I recently got some feedback on my writing. It took the wind out of my sail, and I wondered how to bounce back. Feedback is hard, and when it is unexpected, it can make even the most confident of us question what we are doing. I had to ask myself the following questions:
- Is the feedback true?
- Do I trust the source?
- Did it need to be said?
It wasn’t the feedback I wanted to hear. I know I bring people joy through my stories. But it was true, I trust the person who gave it, and I needed to hear it because ultimately I know I can do better. The feedback was uncomfortable, but necessary. The feedback forced me to reexamine the work and return to it more intentionally. What surprised me was that the feedback did not stop the momentum. It reminded me that action builds confidence.

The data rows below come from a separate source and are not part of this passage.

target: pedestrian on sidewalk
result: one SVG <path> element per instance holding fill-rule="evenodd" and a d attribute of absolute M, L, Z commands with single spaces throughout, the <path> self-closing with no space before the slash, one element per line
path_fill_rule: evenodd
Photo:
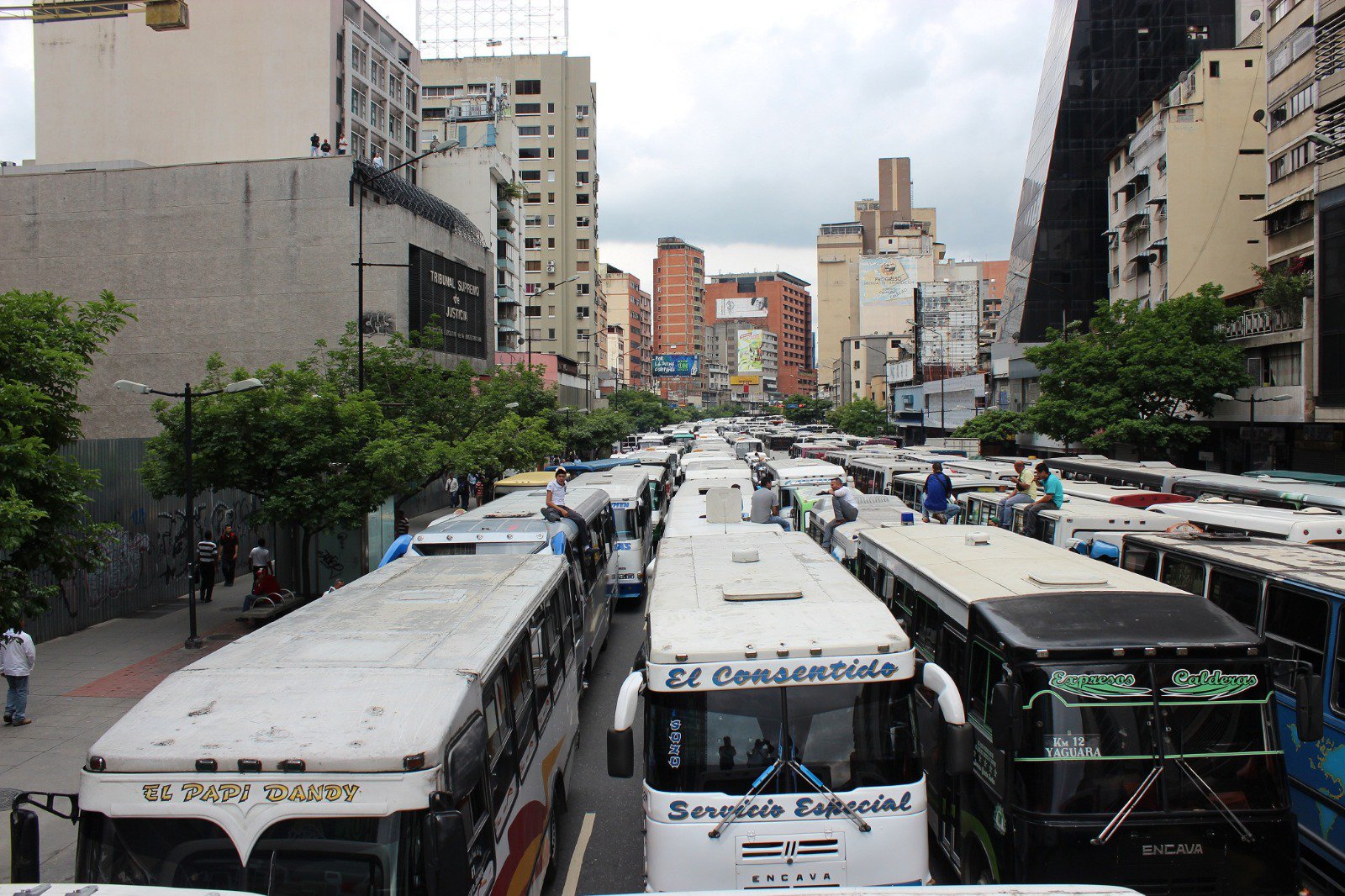
<path fill-rule="evenodd" d="M 4 700 L 4 724 L 31 725 L 28 718 L 28 675 L 38 663 L 38 651 L 32 646 L 32 635 L 23 630 L 23 619 L 9 626 L 0 635 L 0 674 L 4 674 L 9 690 Z"/>
<path fill-rule="evenodd" d="M 270 570 L 270 552 L 266 550 L 265 538 L 257 539 L 257 546 L 247 554 L 247 565 L 252 566 L 254 580 L 262 569 Z"/>
<path fill-rule="evenodd" d="M 208 604 L 215 596 L 215 564 L 219 562 L 219 545 L 210 537 L 196 542 L 196 578 L 200 581 L 200 603 Z"/>
<path fill-rule="evenodd" d="M 234 573 L 238 566 L 238 533 L 233 526 L 226 525 L 219 535 L 219 566 L 225 574 L 225 588 L 234 587 Z"/>

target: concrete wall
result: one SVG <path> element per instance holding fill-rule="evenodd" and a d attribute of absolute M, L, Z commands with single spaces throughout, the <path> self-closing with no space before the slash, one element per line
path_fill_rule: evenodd
<path fill-rule="evenodd" d="M 139 320 L 81 390 L 86 437 L 157 432 L 148 397 L 113 390 L 117 379 L 182 389 L 217 351 L 258 369 L 340 336 L 356 308 L 351 165 L 334 156 L 0 178 L 0 287 L 77 300 L 110 289 L 136 305 Z M 366 200 L 366 261 L 406 264 L 410 244 L 492 281 L 487 249 Z M 366 312 L 405 331 L 408 301 L 406 269 L 369 269 Z"/>

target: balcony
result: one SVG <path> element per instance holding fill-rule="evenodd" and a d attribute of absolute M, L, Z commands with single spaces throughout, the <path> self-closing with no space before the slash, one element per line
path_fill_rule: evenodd
<path fill-rule="evenodd" d="M 1272 332 L 1287 332 L 1303 326 L 1303 308 L 1252 308 L 1233 318 L 1224 327 L 1224 339 L 1247 339 Z"/>

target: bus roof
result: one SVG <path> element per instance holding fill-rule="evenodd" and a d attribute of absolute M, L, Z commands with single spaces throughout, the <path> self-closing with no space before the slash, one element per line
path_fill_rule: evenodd
<path fill-rule="evenodd" d="M 169 675 L 90 748 L 109 772 L 437 766 L 476 681 L 565 573 L 550 554 L 404 557 Z"/>
<path fill-rule="evenodd" d="M 1138 573 L 994 526 L 894 526 L 859 533 L 859 549 L 911 573 L 917 591 L 963 626 L 976 601 L 1080 592 L 1182 593 Z M 927 584 L 928 588 L 917 583 Z M 948 595 L 952 604 L 936 597 Z M 1098 626 L 1098 615 L 1092 616 Z"/>
<path fill-rule="evenodd" d="M 734 562 L 736 552 L 759 560 Z M 841 657 L 911 648 L 869 589 L 807 535 L 776 526 L 664 537 L 648 620 L 654 663 L 741 661 L 759 651 L 771 658 L 783 650 Z"/>

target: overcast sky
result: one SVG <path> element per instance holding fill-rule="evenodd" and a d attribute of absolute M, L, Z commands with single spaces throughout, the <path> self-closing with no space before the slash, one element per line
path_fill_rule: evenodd
<path fill-rule="evenodd" d="M 371 1 L 416 34 L 414 0 Z M 881 156 L 911 156 L 950 256 L 1006 258 L 1049 17 L 1049 0 L 570 0 L 603 260 L 647 285 L 677 235 L 709 273 L 815 281 L 818 225 L 876 196 Z M 0 159 L 34 155 L 31 42 L 0 23 Z"/>

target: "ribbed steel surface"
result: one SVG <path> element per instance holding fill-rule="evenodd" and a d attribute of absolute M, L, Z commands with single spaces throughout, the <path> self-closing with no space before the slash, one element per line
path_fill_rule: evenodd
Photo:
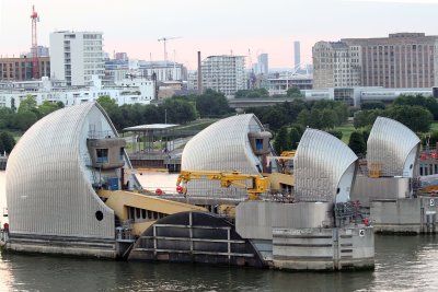
<path fill-rule="evenodd" d="M 339 180 L 357 161 L 356 154 L 330 133 L 307 129 L 293 159 L 296 198 L 300 201 L 335 201 Z"/>
<path fill-rule="evenodd" d="M 196 135 L 184 148 L 184 171 L 238 171 L 260 174 L 262 162 L 252 151 L 249 132 L 261 131 L 263 126 L 253 114 L 221 119 Z M 239 197 L 246 192 L 240 187 L 221 189 L 219 182 L 192 180 L 187 184 L 193 196 Z"/>
<path fill-rule="evenodd" d="M 114 238 L 114 211 L 94 192 L 81 166 L 90 120 L 114 130 L 103 109 L 87 103 L 56 110 L 20 139 L 7 168 L 12 233 Z"/>
<path fill-rule="evenodd" d="M 407 155 L 419 143 L 418 137 L 403 124 L 378 117 L 367 141 L 367 161 L 382 164 L 382 176 L 403 175 Z"/>

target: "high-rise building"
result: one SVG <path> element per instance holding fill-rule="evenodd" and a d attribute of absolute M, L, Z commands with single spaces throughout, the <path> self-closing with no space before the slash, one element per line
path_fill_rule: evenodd
<path fill-rule="evenodd" d="M 267 54 L 258 55 L 258 65 L 260 65 L 260 72 L 258 74 L 267 75 L 269 72 L 269 66 L 267 60 Z"/>
<path fill-rule="evenodd" d="M 209 56 L 201 65 L 203 89 L 211 89 L 227 96 L 246 89 L 244 56 Z M 193 74 L 189 89 L 197 90 L 197 74 Z"/>
<path fill-rule="evenodd" d="M 299 69 L 301 66 L 301 55 L 300 55 L 300 42 L 293 42 L 293 61 L 295 69 Z"/>
<path fill-rule="evenodd" d="M 32 57 L 0 58 L 1 81 L 26 81 L 33 79 Z M 36 75 L 50 77 L 50 57 L 38 57 Z"/>
<path fill-rule="evenodd" d="M 431 87 L 438 84 L 438 36 L 397 33 L 379 38 L 319 42 L 312 48 L 313 87 Z"/>
<path fill-rule="evenodd" d="M 92 75 L 104 77 L 102 33 L 55 32 L 50 34 L 50 75 L 67 85 L 88 85 Z"/>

Realization, Doubt is Natural
Over the past several weeks, I have been building a framework around Reset, Stabilize, Focus, and now Action. Ironically, this week’s feedback forced me to live the final phase in real time. For a day or so, I questioned my writing entirely. I have a philosophy in my work as an architect: after a hard-fought loss in a pursuit, I give myself one day to feel bad, then go back to it. Another piece will come, and with it another chance to improve.
Return to the Foundation
I have always needed an outlet to express my creativity. Right now, writing is my most creative outlet; it doesn’t require much material, other people, or money. It can be accomplished almost anywhere.
Doubt flooded in; there was room for improvement. But the foundation for why I write remained intact. I returned to my framework and, one paragraph at a time, worked on making improvements. The framework gives me something steady to return to. Much like I explored previously in how focus is built through repeated practice. I just needed to open a Word document. I did, and the work continued.
Action Builds Confidence
Marathon training taught me something important: confidence rarely arrives before action. It comes after repeated proof. One mile becomes three. Three becomes six. Eventually, your body recognizes what the mind doubts. In training, there isn’t a 26.2-mile practice. By then, the marathon is simply the continuation of the training. The same is true for writing. What surprised me most was that the doubt faded faster once I returned to the work itself.
Identity Follows Repetition
Years ago, I used to write down the roles I hoped to grow into. One of them was a writer. At the time, it felt aspirational. Now, after hundreds of pages, posts, edits, and rewrites, I realized something important: the identity was not built on confidence at first, but on repeated action. “Now I write down ‘best-selling author.’” There is still a lot to learn. The path may not be linear, but every action reinforces identity.
Closing
Setbacks happen; sometimes doubt comes with them, but it does not have to stop the work. The doubt has not disappeared entirely. But returning to the work reminded me that confidence is rarely something we wait for first. More often, action builds confidence long before confidence fully arrives.
This brings me to today’s Star Stunning realizations:
- Examine feedback. Feedback feels different when there is truth inside it. The hard part is being honest enough to recognize it.
- Return to your foundation. Returning to the work matters more than reacting emotionally to a setback. The framework I established for my writing gives me a place to return to, much like the idea that stability comes before clarity.
- Repeated action becomes evidence. At some point, the repetition becomes harder to argue with.
- Momentum builds confidence. Confidence may not return all at once. It rebuilds itself quietly through motion.